The fault for the look-away, non-confrontational stance on PED’s, has been a dance of BOTH the Commissioner and the Union head.  Selig AND Fehr.

Nice work Mr. Mushnick.  I have never enjoyed a column of yours as much as this morning’s.  Please accept my apology.

***

As an addendum, I was telling Mrs. Pinetar that now I’m a big player in the news business! haha.  I said, “…but honey, think of it!  I’m like Winchell–I should have a booth at the Stork Club…”, to which she said, “…Dear, give me a break~and you DO have a booth–at (Ciro’s) the pizzeria down the steet.”

***
Addendum #2: While going over the Selig thing, I got to thinking about the 200 baseball books I have read since about 1980 and I thought about the Commishioner’s office and just what it was–and wasn’t.  Originally, in the 1920 environment, the game was under a cloud.  It was feared that people would not buy tickets to a game that was not a true contest.  The fear was that if gamblers could rig the world series, then the public would start to stay away, more and more.

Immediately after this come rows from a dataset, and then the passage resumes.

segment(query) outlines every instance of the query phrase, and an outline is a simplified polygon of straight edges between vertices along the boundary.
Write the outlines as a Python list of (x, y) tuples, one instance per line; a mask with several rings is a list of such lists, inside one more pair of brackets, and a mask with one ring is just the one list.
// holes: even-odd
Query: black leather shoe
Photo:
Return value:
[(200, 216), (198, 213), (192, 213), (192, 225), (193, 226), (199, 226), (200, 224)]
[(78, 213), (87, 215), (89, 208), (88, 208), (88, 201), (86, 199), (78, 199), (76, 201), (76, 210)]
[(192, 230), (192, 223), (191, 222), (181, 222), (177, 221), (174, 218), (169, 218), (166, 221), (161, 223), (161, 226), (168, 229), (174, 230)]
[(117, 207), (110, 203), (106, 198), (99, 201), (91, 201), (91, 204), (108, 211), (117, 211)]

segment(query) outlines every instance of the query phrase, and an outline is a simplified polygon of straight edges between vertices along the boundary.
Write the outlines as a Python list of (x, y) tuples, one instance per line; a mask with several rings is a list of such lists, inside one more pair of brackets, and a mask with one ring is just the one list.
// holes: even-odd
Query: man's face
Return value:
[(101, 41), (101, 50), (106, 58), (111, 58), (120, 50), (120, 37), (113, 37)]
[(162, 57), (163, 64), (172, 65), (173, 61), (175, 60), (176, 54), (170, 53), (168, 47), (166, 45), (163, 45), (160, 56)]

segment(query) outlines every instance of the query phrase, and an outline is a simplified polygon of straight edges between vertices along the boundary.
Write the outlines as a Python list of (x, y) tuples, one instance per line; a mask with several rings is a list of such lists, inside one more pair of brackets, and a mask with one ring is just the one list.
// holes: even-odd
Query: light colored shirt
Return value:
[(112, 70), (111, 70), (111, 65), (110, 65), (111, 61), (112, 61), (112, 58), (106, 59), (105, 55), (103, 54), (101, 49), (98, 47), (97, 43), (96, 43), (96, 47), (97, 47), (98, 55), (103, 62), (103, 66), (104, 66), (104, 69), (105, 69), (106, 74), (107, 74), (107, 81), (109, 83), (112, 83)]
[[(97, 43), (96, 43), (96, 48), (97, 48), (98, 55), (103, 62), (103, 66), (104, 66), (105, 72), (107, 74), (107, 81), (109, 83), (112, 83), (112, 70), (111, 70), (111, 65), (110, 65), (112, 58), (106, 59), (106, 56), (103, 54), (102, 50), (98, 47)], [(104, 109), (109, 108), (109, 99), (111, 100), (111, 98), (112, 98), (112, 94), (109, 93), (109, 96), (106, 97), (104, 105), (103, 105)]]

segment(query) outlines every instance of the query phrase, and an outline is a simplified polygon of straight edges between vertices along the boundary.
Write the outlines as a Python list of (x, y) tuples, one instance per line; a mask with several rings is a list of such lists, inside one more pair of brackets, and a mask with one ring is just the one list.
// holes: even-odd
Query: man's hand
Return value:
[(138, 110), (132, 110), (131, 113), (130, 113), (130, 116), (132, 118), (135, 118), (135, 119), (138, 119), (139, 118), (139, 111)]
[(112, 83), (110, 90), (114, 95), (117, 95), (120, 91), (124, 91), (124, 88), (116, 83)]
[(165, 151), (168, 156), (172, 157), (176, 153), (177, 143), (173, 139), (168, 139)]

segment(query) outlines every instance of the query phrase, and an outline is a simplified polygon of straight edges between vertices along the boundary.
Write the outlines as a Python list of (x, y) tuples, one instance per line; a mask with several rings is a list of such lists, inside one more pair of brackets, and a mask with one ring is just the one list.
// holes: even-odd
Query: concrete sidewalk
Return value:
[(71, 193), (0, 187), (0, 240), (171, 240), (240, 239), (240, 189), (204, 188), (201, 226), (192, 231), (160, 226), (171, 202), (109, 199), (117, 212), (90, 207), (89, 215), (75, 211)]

And it wasn’t just the 1919 series that was rigged.  There is real strong anecdotal evidence that the 1903, 1911, 1912, 1914 and 1917 series were rigged.  Connie Mack lost the 1905 series partly because he would not pitch Hall of Famer, Rube Waddell, because he knew that gamblers had gotten to the simple, but brilliant man.

Connie Mack also broke up a juggernaut team: the 1911-1914 A’s, because he believed they had thrown the 1914 series to the lowly Braves.  Grover Alexander may have thrown many regular season games.  Cobb and Speaker were almost banned for life.  John McGraw tried to bribe the umps in the replay of the Merkle game in 1908.

The stink was so bad, that baseball knew it had to act.  They had to “appear” to the public to be trying to fix the problem.  They hired Judge Landis as a figurehead, but he knew he had leverage and he didn’t want to just be a figurehead, so he held out for sweeping powers.  Sweeping powers that kept blacks out of the game for decades.  Landis had power because of his unique bargaining position–but he was probably the only Commishioner who wasn’t a straight-up shill.  Remember, all the owners wanted originally was a shill.  And Landis wouldn’t go along.  The position is ultimately a shill position for the owners, and saps like us (via the sappy media) lend credence to the myth that the guy cares, or that he has autonomy.  The reality?  He has very little autonomy.  He was, and is, a shill for the other owners.  Why look at him any other way?


***

Final shot: You’ll Never Walk Alone, Yossi Benayoun.  That an Israeli is scoring a big goal for a staunchly English (and Scouse) club in the Champion’s League, is just a nice thing, dontchathink?  All around.

And I can not recall a goal that made me happier in a very long time.  Gerrard’s goal at the end of the FA Cup Final?  The goals in Istanbul?  This one may not be in THAT zip code, but it’s up there.  Mazel Tov, Yossi #15.